Aside from that, investors are bullish on MRAI for its heavy inside ownership. In December, the company’s CEO bought 17,500 common stock shares of MRAI at an average PPS of $4.2 for a total investment of $73,500. Only a few days later, the company reported other share purchases from MRAI’s management including 25,000 shares purchased by the company’s co-founder, 5,000 shares bought by its CFO, and 5,730 shares purchased by a member of the board. The total $1.1 million worth of MRAI common stock was purchased for between $4.17 to $4.42 per share. This means that insiders own 31% of the total shares because 6 million of the 20 million OS is owned by management.
This heavy insider ownership is definitely a bullish sign for investors but many are speculating whether there is something bigger brewing beneath the surface. This may be the myMarpai SMART app which connects users to providers helping them manage their family care. The app is scheduled to be released in January and if it proves useful it could push MRAI forward – possibly making it one of the best stocks under $5 for now.
The Master FURU @MrZackMorris is seeing a good entry point for MRAI given the company’s potential.
Looks like anticipation is building for MRAI’s new app as investors like @stockballa add in its current price range.
Currently, MRAI is trading at $4.46 with a resistance at 4.90 and shows a primary support at 4.16. The RSI is holding at 48 and the MACD has just become bullish. However, accumulation has been down trending.

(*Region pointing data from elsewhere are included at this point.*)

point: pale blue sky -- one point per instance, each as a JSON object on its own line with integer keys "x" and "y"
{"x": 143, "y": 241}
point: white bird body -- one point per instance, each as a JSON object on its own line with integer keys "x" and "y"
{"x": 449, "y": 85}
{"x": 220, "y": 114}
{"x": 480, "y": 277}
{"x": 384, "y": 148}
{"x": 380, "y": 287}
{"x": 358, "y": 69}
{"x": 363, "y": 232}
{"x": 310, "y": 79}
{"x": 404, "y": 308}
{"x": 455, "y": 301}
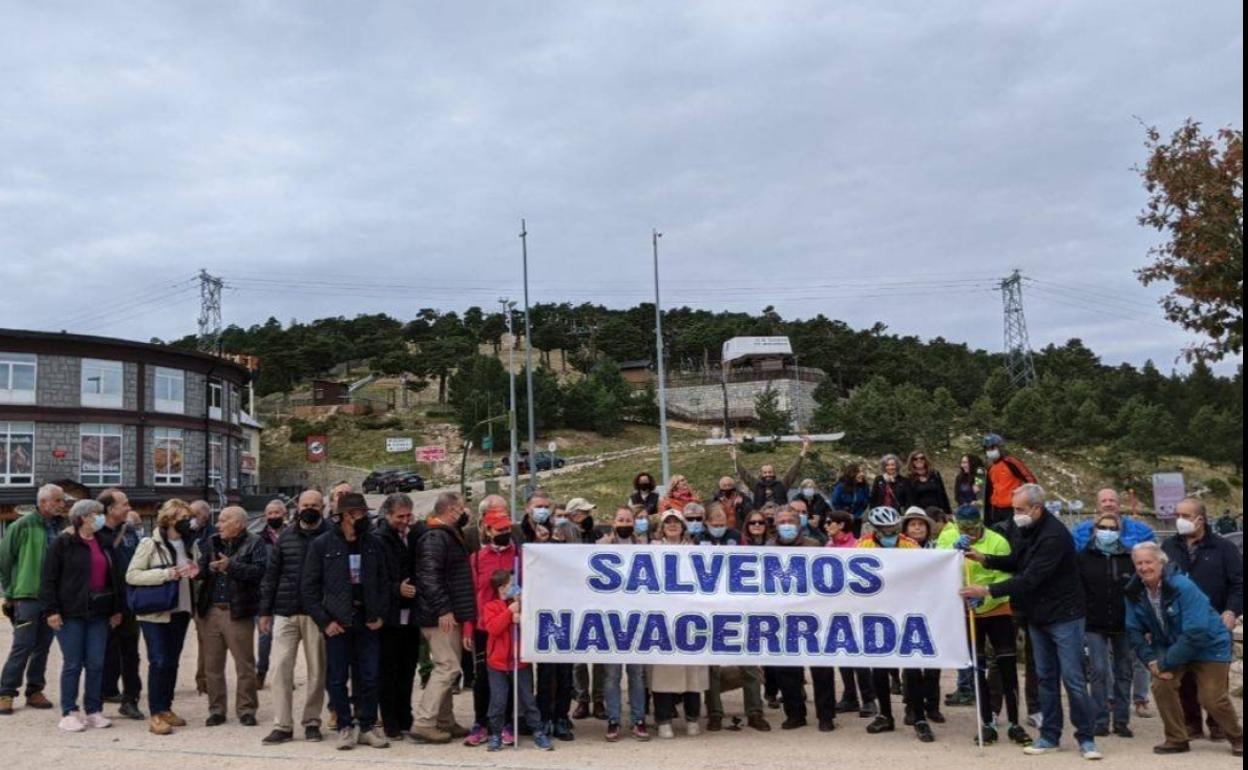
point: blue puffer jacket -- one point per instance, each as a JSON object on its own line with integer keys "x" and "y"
{"x": 1192, "y": 632}
{"x": 1133, "y": 533}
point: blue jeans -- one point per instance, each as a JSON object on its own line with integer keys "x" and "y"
{"x": 1110, "y": 655}
{"x": 82, "y": 645}
{"x": 28, "y": 657}
{"x": 635, "y": 673}
{"x": 499, "y": 693}
{"x": 353, "y": 655}
{"x": 1058, "y": 652}
{"x": 164, "y": 649}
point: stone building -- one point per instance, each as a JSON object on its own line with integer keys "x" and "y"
{"x": 104, "y": 412}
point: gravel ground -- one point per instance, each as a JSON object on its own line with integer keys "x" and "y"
{"x": 30, "y": 739}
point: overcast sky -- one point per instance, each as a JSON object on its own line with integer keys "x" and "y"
{"x": 869, "y": 161}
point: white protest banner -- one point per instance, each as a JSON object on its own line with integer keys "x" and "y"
{"x": 700, "y": 605}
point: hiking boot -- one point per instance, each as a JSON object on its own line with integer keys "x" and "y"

Trading well below its high at $6.26, now could be a good entry point for MRAI ahead of its January catalysts. As MRAI draws more attention thanks to its (AI)-driven health technology, experienced management team, heavy insider ownership, and pipeline of services, MRAI could be one of the stocks under $5 that would make for a good swing opportunity at its current price.
MRAI Stock Forecast
Since its listing on NASDAQ, MRAI has shown its potential. In 2020, the company oversaw more than 534 thousand claims, $620 million in filed claims, but saved $418 million. Given its network with Aetena, Cigna, and Continental Beliefs – MRAI is positioned to excel in its sphere as it targets the 157 million Americans who receive employer sponsored health insurance. With $16.2 million in revenue, the company is using technology to reduce costs and increase its margin. Currently, MRAI aims to reduce its costs to one third of the industry’s – if achieved MRAI will not be one of the healthcare stocks under $5 for long.
Investors are bullish on this stock given its solid financial performance and heavy insider ownership, but its cutting-edge technology will likely set the company apart in the long-term as it works to predict chronic conditions, high cost surgeries , and provide personalized health recommendations. Given its low float of only 5.47 million, investors are giving this stock a price target of $7 to $13 in the short term and almost double that in the long term. With this in mind, MRAI could warrant a long-term hold given its competitive edge.